Monday, April 20, 2020

Week 12A Reading

This week we will take notes over King Arthur: Tales of the Round Table by Andrew Lang


1. The Drawing of the Sword
Sir Ector tells Arthur that he is not his father. When Arthur realized that he was King, Ector asked him to make his foster/step-brother seneschal of that lands. And Arthur did so.

2. The Questing Beast
Merlin stalks Arthur and presents himself to Arthur as a boy.

3. The Sword Excalibur
They rode into the town of Carlion, and Arthur's Knights gave them a glad welcome, and said it was a joy to serve under a King who risked his life as much as any common man.

4. The Round Table

Merlin asked the King to give him a company of Knights and esquires, that he might go to the Court of King Leodegrance and tell him that King Arthur desired to wed his daughter, which Arthur did gladly. Therefore Merlin rode forth and made all the haste he could till he came to the Castle of Cameliard, and told King Leodegrance who had sent him and why.

5. The Passing of Merlin
When Merlin was under the stone, she used the magic he had taught her, and the rock rolled over him and buried him alive, as he had told King Arthur.

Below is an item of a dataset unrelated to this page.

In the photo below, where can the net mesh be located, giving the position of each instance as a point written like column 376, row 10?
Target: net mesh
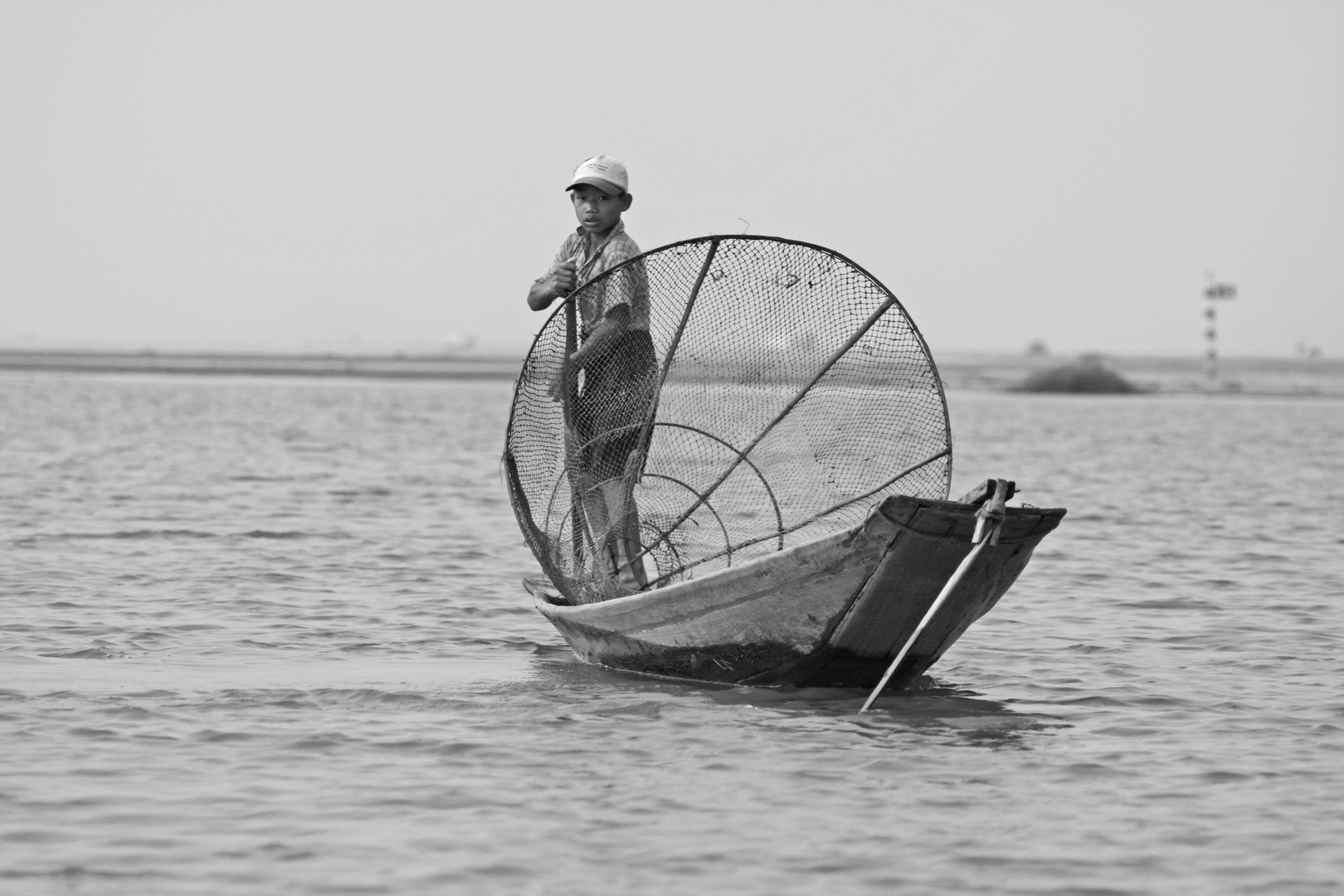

6. King Arthur and Morgan le Fay

When she beheld that sight, her heart fell, for she dared not touch the sword, knowing well that if Arthur waked and saw her she was a dead woman. So she took the scabbard, and went away on horseback.

7. The Quest of the Holy Graal

The Knights, against King Arthur's wish, made a vow to find it and gave up their duties of redressing wrongs and keeping order to pursue the beautiful vision. But most of them, for their sins, were unsuccessful, like Sir Lancelot, and the Round Table was scattered and the kingdom was weakened by the neglect of ordinary duties in the search for what could never be gained by mortal men. This appears to be the moral of the story, if it has any moral. But the stories are confused almost like a dream, though it is a beautiful dream.

8. The King's Pilgrimage

In his dream it seemed that the King had ridden away to the quest and had left his squire behind him, which filled the young man with fear. And in his dream he set the saddle and bridle on his horse, and fastened his spurs, and girt on his sword, and galloped out of the castle after the King.

9. The Coming of the Holy Graal

They bade farewell, and mounted their horses, and rode through the streets of Camelot, and there was weeping of both rich and poor, and the King could not speak for weeping. And at sunrise they all parted company with each other, and every Knight took the way he best liked.